My buddy and I stayed at our cabin this past Friday to get our birds on Saturday. Took some pics but unfortunately we don't have one of a dead Tom or two. Heard three for sure, maybe as many as five, but they never came to us. We tried to close the distance twice, but we got busted the second time. They must have had a hen or two. Pretty exciteing to hear them. At one point they were on both sides of us, and gobbled at everything that made noise. We had a good time catching up, playing dominos, and listening to the Tigers by the campfire until midnight. I went out again alone on Sunday morning and called in two Toms, but they hung up on me just out of range. 

Here are a couple pics


----------



## 5alarm435 (Aug 22, 2011)

That's a great looking cabin.


----------



## Bowhunt (Jul 27, 2010)

_Posted via Mobile Device_


----------



## Bowhunt (Jul 27, 2010)

Thanks for sharing. The cabin is awesome.
_Posted via Mobile Device_


----------



## norton shores killer (Oct 24, 2009)

sweet cabin dude
what area is it located


----------



## Burly (Oct 4, 2007)

It's in Van Buren County on our farm.


----------



## adam bomb (Feb 27, 2006)

Great looking place. I bet you spend allot of time out there. I know i would.
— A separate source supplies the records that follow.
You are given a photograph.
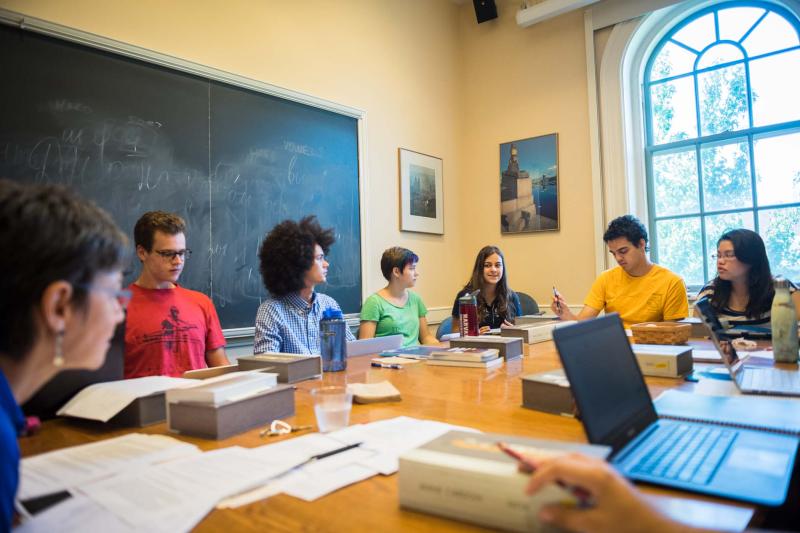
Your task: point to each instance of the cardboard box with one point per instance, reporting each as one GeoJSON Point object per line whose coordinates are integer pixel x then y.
{"type": "Point", "coordinates": [549, 392]}
{"type": "Point", "coordinates": [290, 368]}
{"type": "Point", "coordinates": [228, 419]}
{"type": "Point", "coordinates": [663, 360]}
{"type": "Point", "coordinates": [509, 347]}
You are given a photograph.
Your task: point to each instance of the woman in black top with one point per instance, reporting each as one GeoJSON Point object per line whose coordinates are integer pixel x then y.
{"type": "Point", "coordinates": [497, 303]}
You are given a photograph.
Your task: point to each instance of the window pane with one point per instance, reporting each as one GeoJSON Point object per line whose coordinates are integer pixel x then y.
{"type": "Point", "coordinates": [723, 100]}
{"type": "Point", "coordinates": [716, 225]}
{"type": "Point", "coordinates": [698, 34]}
{"type": "Point", "coordinates": [780, 229]}
{"type": "Point", "coordinates": [774, 81]}
{"type": "Point", "coordinates": [674, 116]}
{"type": "Point", "coordinates": [734, 22]}
{"type": "Point", "coordinates": [719, 54]}
{"type": "Point", "coordinates": [726, 176]}
{"type": "Point", "coordinates": [675, 183]}
{"type": "Point", "coordinates": [773, 33]}
{"type": "Point", "coordinates": [679, 248]}
{"type": "Point", "coordinates": [672, 60]}
{"type": "Point", "coordinates": [777, 169]}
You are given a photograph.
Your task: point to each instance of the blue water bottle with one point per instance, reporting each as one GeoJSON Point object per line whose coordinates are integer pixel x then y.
{"type": "Point", "coordinates": [334, 341]}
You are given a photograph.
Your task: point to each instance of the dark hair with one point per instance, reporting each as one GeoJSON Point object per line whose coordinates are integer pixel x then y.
{"type": "Point", "coordinates": [287, 252]}
{"type": "Point", "coordinates": [396, 257]}
{"type": "Point", "coordinates": [49, 234]}
{"type": "Point", "coordinates": [145, 229]}
{"type": "Point", "coordinates": [627, 226]}
{"type": "Point", "coordinates": [502, 294]}
{"type": "Point", "coordinates": [749, 249]}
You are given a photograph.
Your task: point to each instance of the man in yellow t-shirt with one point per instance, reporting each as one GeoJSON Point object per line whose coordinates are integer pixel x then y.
{"type": "Point", "coordinates": [637, 289]}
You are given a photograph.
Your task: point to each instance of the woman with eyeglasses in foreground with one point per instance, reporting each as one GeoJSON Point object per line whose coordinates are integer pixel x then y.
{"type": "Point", "coordinates": [742, 292]}
{"type": "Point", "coordinates": [60, 301]}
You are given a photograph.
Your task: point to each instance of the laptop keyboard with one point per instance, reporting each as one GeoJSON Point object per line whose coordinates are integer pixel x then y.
{"type": "Point", "coordinates": [685, 452]}
{"type": "Point", "coordinates": [771, 380]}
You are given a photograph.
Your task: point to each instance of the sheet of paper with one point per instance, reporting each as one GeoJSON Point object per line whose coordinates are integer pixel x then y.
{"type": "Point", "coordinates": [102, 401]}
{"type": "Point", "coordinates": [71, 467]}
{"type": "Point", "coordinates": [152, 495]}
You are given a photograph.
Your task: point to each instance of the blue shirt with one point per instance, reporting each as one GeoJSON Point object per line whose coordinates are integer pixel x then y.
{"type": "Point", "coordinates": [289, 324]}
{"type": "Point", "coordinates": [12, 422]}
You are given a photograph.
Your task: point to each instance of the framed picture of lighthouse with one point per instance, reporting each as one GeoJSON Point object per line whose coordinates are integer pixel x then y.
{"type": "Point", "coordinates": [421, 198]}
{"type": "Point", "coordinates": [529, 185]}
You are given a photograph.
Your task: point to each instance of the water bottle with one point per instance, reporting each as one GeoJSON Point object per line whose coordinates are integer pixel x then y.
{"type": "Point", "coordinates": [784, 324]}
{"type": "Point", "coordinates": [468, 314]}
{"type": "Point", "coordinates": [332, 329]}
Thanks for sharing.


----------



## Wally Gator (Sep 21, 2007)

Awesome camp!


----------



## old graybeard (Jan 19, 2006)

Looks like a camp I would like to call Home


----------



## stockrex (Apr 29, 2009)

nice log cabin,


----------



## SNAPPY (Feb 13, 2004)

Very nice!!

Outdoor Hub mobile, the outdoor information engine


----------



## shotgun12 (Jul 19, 2005)

thats a nice cabin,


----------